Michael Löwy y Robert Sayre identificaron varias líneas del romanticismo de izquierda en su estudio Romanticismo contra la marea de la modernidad. El «nuevo Rousseaunismo», por ejemplo, mira los albores de la historia humana como una Edad de Oro idealizada. Robert Caillé, uno de sus exponentes, argumenta que las sociedades primitivas se caracterizaban por características esenciales -necesidades limitadas y poco interés en la acumulación-, que resultaron de un menor énfasis en el trabajo y la producción y más en el ocio dedicado al sueño, el juego, la conversación o la celebración de ritos, de los que la sociedad moderna debería aprender.

El marxista alemán Ernst Bloch, un tipo completamente diferente de pensador romántico, también ha llamado la atención de la izquierda una vez más. Condenando la relación hostil con la naturaleza y la codicia por el beneficio que anula todos los demás motivos humanos en la sociedad capitalista industrial, imagina la Edad Media como una Edad de Oro. Bloch destaca la producción artesanal, que produjo tanto productos de calidad superior como satisfacción intrínseca para los productores, en contraste con el letargo y el odio al trabajo de los trabajadores modernos, como una piedra angular de la nueva sociedad.

Tal vez el romántico más influyente discutido por Löwy y Sayre es Ferdinand Tönnies, considerado el fundador de la sociología alemana. Tönnies escribió la famosa obra Gemeinschaft and Gesellschaft (Comunidad y Sociedad) a mediados de la década de 1880. Gemeinschaft se refería a las relaciones personales de familias, vecinos en pueblos pequeños gobernados por la costumbre, la asistencia mutua y la concordia, mientras que la gesellschaft consistía en las relaciones impersonales y transaccionales que caracterizan la vida social de las ciudades, los estados nacionales y el progreso tecnológico e industrial impulsado por el motivo de beneficio competitivo.

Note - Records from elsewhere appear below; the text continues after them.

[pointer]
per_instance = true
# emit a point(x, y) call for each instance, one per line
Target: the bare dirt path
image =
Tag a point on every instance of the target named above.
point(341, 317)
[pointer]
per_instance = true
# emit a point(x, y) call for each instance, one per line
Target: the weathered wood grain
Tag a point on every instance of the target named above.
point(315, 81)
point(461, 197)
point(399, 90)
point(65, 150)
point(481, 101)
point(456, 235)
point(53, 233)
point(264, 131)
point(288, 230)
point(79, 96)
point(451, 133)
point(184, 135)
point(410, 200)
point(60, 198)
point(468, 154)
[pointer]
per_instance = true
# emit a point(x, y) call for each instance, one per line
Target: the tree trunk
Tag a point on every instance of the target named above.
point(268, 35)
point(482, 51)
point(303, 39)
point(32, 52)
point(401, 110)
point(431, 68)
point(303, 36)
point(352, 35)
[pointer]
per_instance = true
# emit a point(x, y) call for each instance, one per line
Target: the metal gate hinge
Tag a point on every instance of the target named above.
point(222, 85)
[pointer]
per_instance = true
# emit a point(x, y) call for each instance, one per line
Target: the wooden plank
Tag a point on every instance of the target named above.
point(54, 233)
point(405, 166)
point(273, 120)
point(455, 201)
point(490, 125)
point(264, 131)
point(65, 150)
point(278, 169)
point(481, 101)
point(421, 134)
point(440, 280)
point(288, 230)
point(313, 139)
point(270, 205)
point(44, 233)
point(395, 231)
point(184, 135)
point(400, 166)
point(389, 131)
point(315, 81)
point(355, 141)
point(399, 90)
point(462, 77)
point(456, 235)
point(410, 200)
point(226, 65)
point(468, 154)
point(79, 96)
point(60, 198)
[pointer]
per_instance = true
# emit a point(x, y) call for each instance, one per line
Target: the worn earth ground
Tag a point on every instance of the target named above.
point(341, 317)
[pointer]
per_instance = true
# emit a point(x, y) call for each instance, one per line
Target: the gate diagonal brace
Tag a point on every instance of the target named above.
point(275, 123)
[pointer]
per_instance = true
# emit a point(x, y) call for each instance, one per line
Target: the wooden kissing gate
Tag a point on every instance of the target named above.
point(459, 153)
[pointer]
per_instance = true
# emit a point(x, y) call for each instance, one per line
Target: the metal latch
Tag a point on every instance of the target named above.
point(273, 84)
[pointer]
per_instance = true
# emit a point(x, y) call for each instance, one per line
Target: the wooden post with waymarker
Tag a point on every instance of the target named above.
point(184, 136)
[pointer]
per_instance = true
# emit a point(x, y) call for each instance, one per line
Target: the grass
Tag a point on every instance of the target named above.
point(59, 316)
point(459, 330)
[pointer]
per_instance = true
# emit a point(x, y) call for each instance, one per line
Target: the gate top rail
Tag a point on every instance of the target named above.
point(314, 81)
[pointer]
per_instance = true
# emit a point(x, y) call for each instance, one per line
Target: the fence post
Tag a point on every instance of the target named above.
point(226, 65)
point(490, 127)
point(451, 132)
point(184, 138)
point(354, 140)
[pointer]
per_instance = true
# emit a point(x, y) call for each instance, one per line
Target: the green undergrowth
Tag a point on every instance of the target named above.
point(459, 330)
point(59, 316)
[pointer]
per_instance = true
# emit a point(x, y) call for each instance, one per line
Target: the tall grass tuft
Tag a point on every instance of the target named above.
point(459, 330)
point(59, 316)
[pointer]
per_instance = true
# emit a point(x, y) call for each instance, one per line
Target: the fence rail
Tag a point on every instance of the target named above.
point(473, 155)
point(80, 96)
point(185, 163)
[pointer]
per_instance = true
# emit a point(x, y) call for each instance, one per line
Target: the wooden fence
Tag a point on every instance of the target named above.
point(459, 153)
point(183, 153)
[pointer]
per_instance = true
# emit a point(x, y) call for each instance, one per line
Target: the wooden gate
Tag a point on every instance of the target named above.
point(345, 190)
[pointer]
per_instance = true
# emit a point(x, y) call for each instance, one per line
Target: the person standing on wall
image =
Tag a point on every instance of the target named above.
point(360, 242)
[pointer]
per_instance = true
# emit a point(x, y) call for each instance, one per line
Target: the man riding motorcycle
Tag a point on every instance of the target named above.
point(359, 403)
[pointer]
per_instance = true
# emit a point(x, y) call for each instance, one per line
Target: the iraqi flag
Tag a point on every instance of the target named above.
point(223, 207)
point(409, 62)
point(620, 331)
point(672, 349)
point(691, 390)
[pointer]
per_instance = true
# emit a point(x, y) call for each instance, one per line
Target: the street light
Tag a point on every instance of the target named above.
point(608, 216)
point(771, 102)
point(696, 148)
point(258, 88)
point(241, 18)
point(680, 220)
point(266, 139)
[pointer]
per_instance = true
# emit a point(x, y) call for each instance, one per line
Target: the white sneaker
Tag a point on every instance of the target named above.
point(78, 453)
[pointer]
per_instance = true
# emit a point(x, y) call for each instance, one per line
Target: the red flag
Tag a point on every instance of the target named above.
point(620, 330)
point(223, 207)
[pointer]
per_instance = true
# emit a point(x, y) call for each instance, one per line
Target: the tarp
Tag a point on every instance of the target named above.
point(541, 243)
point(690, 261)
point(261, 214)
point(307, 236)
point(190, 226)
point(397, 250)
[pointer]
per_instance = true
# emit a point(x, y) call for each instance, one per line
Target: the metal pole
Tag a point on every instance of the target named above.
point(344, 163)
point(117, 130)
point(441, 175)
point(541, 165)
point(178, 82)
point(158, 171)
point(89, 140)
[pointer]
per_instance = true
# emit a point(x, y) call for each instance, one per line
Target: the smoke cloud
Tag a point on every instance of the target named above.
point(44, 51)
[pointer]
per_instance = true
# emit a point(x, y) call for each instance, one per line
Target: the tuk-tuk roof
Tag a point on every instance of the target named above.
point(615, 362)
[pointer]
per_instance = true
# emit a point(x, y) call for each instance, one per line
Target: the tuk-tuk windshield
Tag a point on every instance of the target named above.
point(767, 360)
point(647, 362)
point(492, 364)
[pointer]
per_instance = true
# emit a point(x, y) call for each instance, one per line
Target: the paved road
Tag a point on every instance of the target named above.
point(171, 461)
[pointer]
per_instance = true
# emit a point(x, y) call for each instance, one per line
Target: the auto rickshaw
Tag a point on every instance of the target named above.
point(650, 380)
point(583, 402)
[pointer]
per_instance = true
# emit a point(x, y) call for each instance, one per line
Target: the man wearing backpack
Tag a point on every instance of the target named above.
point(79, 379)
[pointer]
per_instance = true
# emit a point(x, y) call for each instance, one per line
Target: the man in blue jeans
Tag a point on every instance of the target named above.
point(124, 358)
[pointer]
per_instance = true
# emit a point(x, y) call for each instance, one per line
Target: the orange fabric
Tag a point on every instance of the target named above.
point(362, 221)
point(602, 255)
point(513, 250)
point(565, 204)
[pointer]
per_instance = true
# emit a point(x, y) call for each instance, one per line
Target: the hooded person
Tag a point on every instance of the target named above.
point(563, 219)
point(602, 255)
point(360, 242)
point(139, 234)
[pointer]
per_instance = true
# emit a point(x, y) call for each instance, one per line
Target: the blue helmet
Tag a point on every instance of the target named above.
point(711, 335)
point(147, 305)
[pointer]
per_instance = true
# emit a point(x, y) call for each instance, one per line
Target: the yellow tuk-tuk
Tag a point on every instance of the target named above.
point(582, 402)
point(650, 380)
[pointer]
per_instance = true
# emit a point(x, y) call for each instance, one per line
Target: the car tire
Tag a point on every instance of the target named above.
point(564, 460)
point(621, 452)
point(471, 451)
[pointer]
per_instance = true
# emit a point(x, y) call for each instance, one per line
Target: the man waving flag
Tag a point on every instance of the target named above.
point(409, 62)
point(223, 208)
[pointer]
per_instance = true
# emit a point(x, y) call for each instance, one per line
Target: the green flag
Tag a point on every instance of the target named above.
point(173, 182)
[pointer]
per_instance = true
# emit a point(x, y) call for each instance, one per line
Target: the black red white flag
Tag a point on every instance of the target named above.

Löwy y Sayre calificaron a Tönnies como un «pensador romántico resignado» cuya nostalgia por la comunidad rural y de pueblo pequeño con su economía basada en la familia y su deleite en crear y conservar, se intensificó por su comprensión de que no podía ser recreada y que la decadencia social inherente a la sociedad era inevitable.

La verdadera Edad Media

Sin embargo, al desenterrar características de una época pasada y blandirlas como antídotos para los males del capitalismo, estos románticos de izquierda menospreciaron la naturaleza de las sociedades que habían generado esas características aparentemente positivas. Al ensalzar necesidades y deseos limitados, por ejemplo, ignoraron su base en sociedades precarias que existían al borde del hambre y estaban sujetas a los caprichos del clima y la naturaleza, y por severas limitaciones en los medios de transporte y comunicación. Sus simples necesidades eran una expresión de su confinamiento con un mundo local y estrecho, no una opción que eligieran.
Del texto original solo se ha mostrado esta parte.